PageRank is a query-independent algorithm and metric for measuring the quality of web pages with respect to a web search query.  PageRanks are calculated based on the hyperlink structure of linked webpages. On a high level, PageRanks are determined via the distribution of times spent on each page. The times spent on a page are correlated to the number of links going into and out of a page.  Pages with more links point towards them (and therefore have higher probabilities of being landed on) are ranked higher than those that do not. Therefore, in web search, a web search engine will return results of a user query in the order of page ranks.

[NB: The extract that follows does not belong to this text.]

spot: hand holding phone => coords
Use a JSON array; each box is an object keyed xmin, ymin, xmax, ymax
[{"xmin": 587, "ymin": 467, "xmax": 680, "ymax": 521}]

To determine the quality of a page, each page can be seen as a state in a Markov Process and a node in a graph, with links as edges between nodes. In the Markov Process, the weights of the edges are the transition probabilities ($P_{ij}$) between one state ($i$) to another ($j$). The steady state probability distributions of landing on any given page are determined by applying the Markov process to the web graph, and power iteration methods to construct a transition matrix $P$ and compute the steady-state left eigenvector:

<center> $\mathbf{v_0} = \mathbf{v_0}P$</center>

where $\mathbf{v_0}$ is better known as the PageRank vector.




*What modifications have to be made to the webgraph in order to leverage the machinery of Markov Chains to 
compute the steady state distibuton?*


**ANSWER**

Viewing pages as (memoryless) states of the chain and the webgraph as a transition matrix, which captures the stochastic probabilities for each transition between states (pages). Furthermore, in order for the steady state probabilities to converge, we need to ensure that our probability matrix is primitive and stochastic. Primitive transition matrices imply that we have a well-behaved graph: All nodes can be reached from every other node, and our graph is aperiodic. To ensure aperiodicity to the graph, we can add self-looping edges to cyclic nodes. Additionally, to ensure stochasticity, we need to include the ability to *teleport* from dangling edges--edges that lead to dead-end nodes.  To accomplish this, we include an arbitrary probability (usually around 15%) of teleporting from a dangling edge to any other page/state within the graph.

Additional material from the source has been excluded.